Dün seni gördüm rüyamda...

Ne zaman kötü bir gün geçirsem, o gün acı bir olay yaşasam, gece rüyama sen geliyorsun. dün de yine sen vardın.

Bizim yazlığımıza bir buçuk saat uzaklıkta bir yerden ev kiralamışsın, ben de altınoluktayım. Bana haber veriyorsun, Zümrüt sana çok yakınım diye. yeri tarif ediyorsun, ben de geliyorum. Yol araba ile 1,5 saat ama ben bisikletle geliyorum. 3 saat sürüyor varmam. Bomboş bir apartmanın teras katını kiralamışsın, güneş ve deniz öyle güzel gözüküyor ki. sarılıyorum sana, kokun bile hala burnumda. portakal suyu sıkıyoruz beraber. terasta güneşe karşı ayaklarımızı balkon demirlerine koyup kahkalarla, katıla katıla beraber içiyoruz. Bir köpeğin var, ismi cuddle'mış. inanılmaz sevimli bir golden, açık kahverengi. parlak tüyleri var, yaramaz yaramaz bakıyor. Kucağıma atlıyor ve yüzümü yalıyor. Çok mutluyum. Cuddle'ı yürüyüşe çıkartalım diyorsun, tasmasını takıyoruz ve yürümeye başlıyoruz. yürürken bi bakıyoruz bizim eve kadar gelmişiz. anneannem var, birisine bir yemek yaptırmış, ismi çığ imiş. sarma gibi, içi marul bir kat kara lahana ve en dışında da hamur var. baya irice. mantı gibi suda kaynatılarak pişiriliyormuş. Sen de çok seviyormuşsun. Tuvaletin yerini soruyorsun bana, gösteriyorum, yarım saat geçiyor aradan çıkmıyorsun, merak edip yanına geliyorum. kapıyı çalıyorum hafifçe adımı söylüyorsun. içeri giriyorum. göğsünde kocaman bir yarık var. arka odalardan bir ses geliyor, gidiyorum hemen, adamın biri elinde baltayla seni öldüreceğini söylüyor. kısa boylu, esmer büyük burunlu bir adam, 35-40 yaşlarında. hemen bahçeye çıkıp bir balta da ben alıyorum, adama fırlatıyorum. Ben de onun göğsünde büyük bir yara açıyorum ve tekrar yanına geliyorum. kanaman durmuş. bal sürüyorum yarana, sonra seni yatağa taşıyorum. adamı görüyorum yine, pencereden sana bakıyor. sonra uyandım. 

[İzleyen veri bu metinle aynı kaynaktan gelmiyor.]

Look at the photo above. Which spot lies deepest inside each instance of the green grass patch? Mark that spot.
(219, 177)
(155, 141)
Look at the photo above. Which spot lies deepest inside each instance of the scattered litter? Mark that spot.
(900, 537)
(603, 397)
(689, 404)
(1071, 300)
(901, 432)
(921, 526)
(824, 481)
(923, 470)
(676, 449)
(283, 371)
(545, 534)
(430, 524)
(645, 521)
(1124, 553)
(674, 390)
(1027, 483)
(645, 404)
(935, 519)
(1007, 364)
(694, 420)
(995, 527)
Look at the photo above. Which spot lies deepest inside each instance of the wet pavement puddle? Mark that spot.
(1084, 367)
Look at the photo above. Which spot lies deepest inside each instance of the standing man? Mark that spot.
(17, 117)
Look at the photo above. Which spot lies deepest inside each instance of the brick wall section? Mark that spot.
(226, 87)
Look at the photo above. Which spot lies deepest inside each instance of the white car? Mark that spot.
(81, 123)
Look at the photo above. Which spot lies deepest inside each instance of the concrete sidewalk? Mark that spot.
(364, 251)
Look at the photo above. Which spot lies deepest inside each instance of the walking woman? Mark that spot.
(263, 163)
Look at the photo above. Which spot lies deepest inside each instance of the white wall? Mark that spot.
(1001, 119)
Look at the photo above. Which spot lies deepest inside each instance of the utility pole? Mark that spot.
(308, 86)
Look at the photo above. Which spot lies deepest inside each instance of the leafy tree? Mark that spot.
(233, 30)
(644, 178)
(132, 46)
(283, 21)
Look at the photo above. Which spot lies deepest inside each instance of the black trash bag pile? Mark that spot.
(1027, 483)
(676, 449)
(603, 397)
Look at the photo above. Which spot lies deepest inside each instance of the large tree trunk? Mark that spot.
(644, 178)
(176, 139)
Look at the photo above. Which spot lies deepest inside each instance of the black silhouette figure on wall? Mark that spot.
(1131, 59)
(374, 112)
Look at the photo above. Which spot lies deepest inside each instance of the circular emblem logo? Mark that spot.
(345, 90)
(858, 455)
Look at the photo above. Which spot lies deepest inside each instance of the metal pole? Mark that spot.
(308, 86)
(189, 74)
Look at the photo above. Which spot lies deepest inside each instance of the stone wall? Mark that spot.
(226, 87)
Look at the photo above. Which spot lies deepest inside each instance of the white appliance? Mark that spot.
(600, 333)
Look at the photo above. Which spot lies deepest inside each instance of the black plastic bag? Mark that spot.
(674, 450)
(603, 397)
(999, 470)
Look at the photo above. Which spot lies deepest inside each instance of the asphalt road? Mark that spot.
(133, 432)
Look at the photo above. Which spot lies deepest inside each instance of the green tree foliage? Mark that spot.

ne demek istiyorsun bana?    

20 Aralık 2013 Cuma

artık ondan korkmama gerek yok dediğim zaman bunların başıma geleceğinden habersizdim...

Yalnızlıktan sıkıldım diyorum, aslında olmadığım halde. etrafım fazlasıyla ilgi dağıtanlarla dolu, sevgisini şefkatini kalbini vermeye hazır. İstediğim mi? sensin. yoksun. Bana onunla konuştuk dün diyorsun, şirket yemeğinde, mecbur kaldık, aslında keyifli anlar da oldu. onu dansa kaldırmamı bekledi, ama yelizi kaldırdım, bozuldu biraz. neden anlatıyorsun ki, senin için kalbimin nasıl attığını bile bile neden anlatıyorsun? dinliyorum yine de, sabırla,  bölmeden kırmadan ve üzmeden. gece mesaj attığını anlatıyorsun bana. seninde cevap verdiğini, bir süre konuştuğunuzu. Gece bana 1.30 da yazdığın aklıma geliyor, sabah uyanınca nasıl sevinmiştim. meğer sebebi buymuş, o anda bana bunu anlatmak. İş değiştireceğini artık onu düşünmediğini yalnız ve mutlu olduğunu söylüyorsun. yeni iş yerinin senin spor salonuna çok yakın olduğunu. Bir şey söyleyeyim mi, beni zerre kadar önemsemiyorsun. ne çektiğim acıyı, ne üzülmemi, ne de sevgimi. benimle ilgili hiç bir şey. zerre kadar beni önemsemiyorsun.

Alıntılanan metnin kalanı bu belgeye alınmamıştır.